Björn Rydberg, Sophia Chernikova and Priscilla K. Cooper
Life Sciences Division, Lawrence Berkeley National Laboratory, Berkeley,
CA 94720.
Joel Bedford
Department of Radiological Health Sciences, Colorado State University,
Fort Collins, CO.
Double-strand break misrejoining. DNA double-strand breaks (DSBs) that mis-rejoin with wrong DNA ends are the cause of important cytogenetic alterations, such as chromosome aberrations and large deletions. Using a hybridization assay to determine the integrity of large restriction fragments, we have found that the misrejoining frequency of DSBs in human fibroblasts is highly dose dependent for low LET radiation but nearly independent of dose for high LET radiation. Our studies have been done with a number of different high LET particles including 1 GeV Fe ions from the Alternating Gradient Synchrotron at Brookhaven National Laboratory.
Normal human fibroblasts at the G0 stage of the cell cycle were irradiated with 10-160 Gy, incubated for various times at 37 °C, trypsinized, and embedded in agarose plugs. After lysis, the DNA was restricted with NotI and separated by pulsed field gel electrophoresis. Southern blots were probed for a unique 3.2 Mbp NotI fragment. Comparison of the intact full size band with a smear of broken or mis-rejoined restriction fragments was determined on each lane to estimate DSB induction and joining of correct ends. A conventional FAR assay was used to estimate total rejoining, and the difference between total rejoining and correct rejoining was calculated as misrejoining.

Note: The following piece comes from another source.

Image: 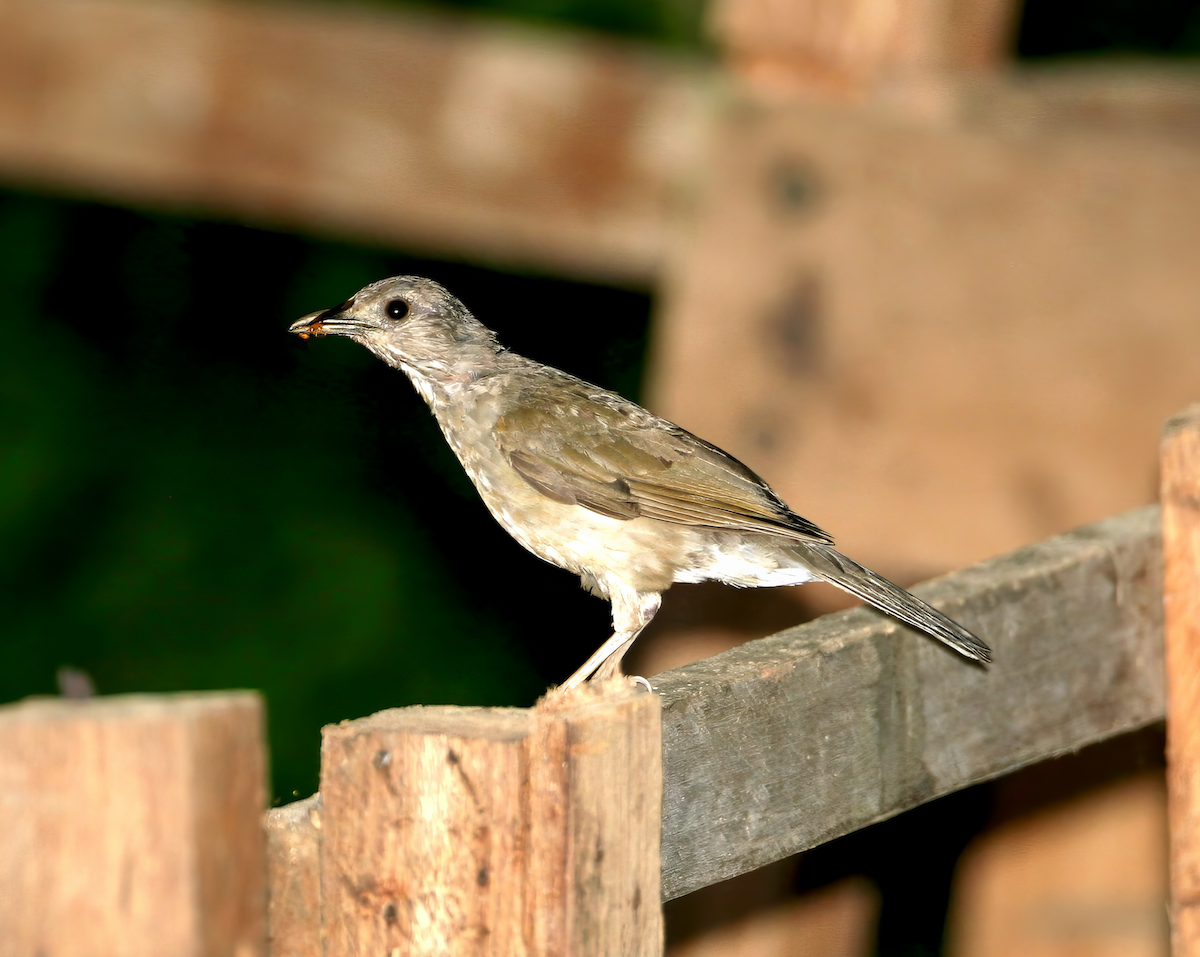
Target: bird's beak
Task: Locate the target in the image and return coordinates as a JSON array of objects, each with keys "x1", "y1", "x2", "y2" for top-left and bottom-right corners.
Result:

Our data show that DSBs induced by high LET radiation, such as Fe HZE ions, are more likely than DSBs induced by X-rays to undergo misrejoining with wrong DNA ends at doses below 80 Gy. This result is consistent with the idea that two DSBs need to be close to each other within the cell nucleus in order to have a possibility to mis-rejoin. At low doses of X-rays, randomly induced DSBs are not likely to be in close proximity. In contrast, a proportion of DSBs induced by the Fe ions and other high LET particles will be distributed along the track of the particle independent of dose, presumably in sufficient proximity for a misrejoining mechanism. This data is used in computational studies linking DSB misrejoining to formation of chromosome aberrations at low doses (NSCORT, project 1).
Recently we have complemented this study with measurements of chromosome breaks and interchanges using the Fe ion beam at the AGS. Premature chromosome condensation (PCC) was used to measure the initial damage and to follow repair. This data will be compared with the misrejoining data and also with previously obtained data on non-rejoined DSBs.
Relevance of base damage at complex DSBs. High LET radiation produces complex damage clusters that can involve multiple lesions, including DNA breaks and altered bases. In particular, DSBs produced by high LET radiation are likely to have associated base damage that may need special processing. We tested this idea by studying DSB rejoining and misrejoining after 1 GeV Fe ion irradiation of an XP-G mutant fibroblast cell line that is deficient both in transcription-coupled repair and global genome repair of oxidative base damage by base excision repair. We found that DSB repair was normal, both in extent and fidelity, in comparison with a control fibroblast. Processing of DNA ends therefore is likely to primarily involve processes other than base excision repair, at least after high doses. However, these results do not rule out a contribution of XPG-mediated processes to DSB rejoining of importance after low doses of IR or in transcriptionally active regions of the genome.
Chromatid-type aberrations induced by base damage. DSBs induced in the G1 phase of the cell cycle give rise to chromosome type aberrations in the next mitosis. In contrast, for mechanistic reasons unrepaired base damages or single-strand breaks are expected to give rise to chromatid type aberrations. To determine whether deficient repair of IR-induced base damage introduced in G1 does in fact result in excess chromatid-type aberrations at the first mitosis, we irradiated a G1 population of an XP-G fibroblast cell line deficient in transcription-coupled repair of oxidative base damage with X-rays or with 1 GeV Fe ions at the AGS. Results of the scoring of aberrations in the XP-G cells in comparison to a normal cell line will be presented.
Work supported by the U. S. National Aeronautics and Space Administration (NASA) to Project 2 of the NSCORT in Radiation Health at the Lawrence Berkeley National Laboratory.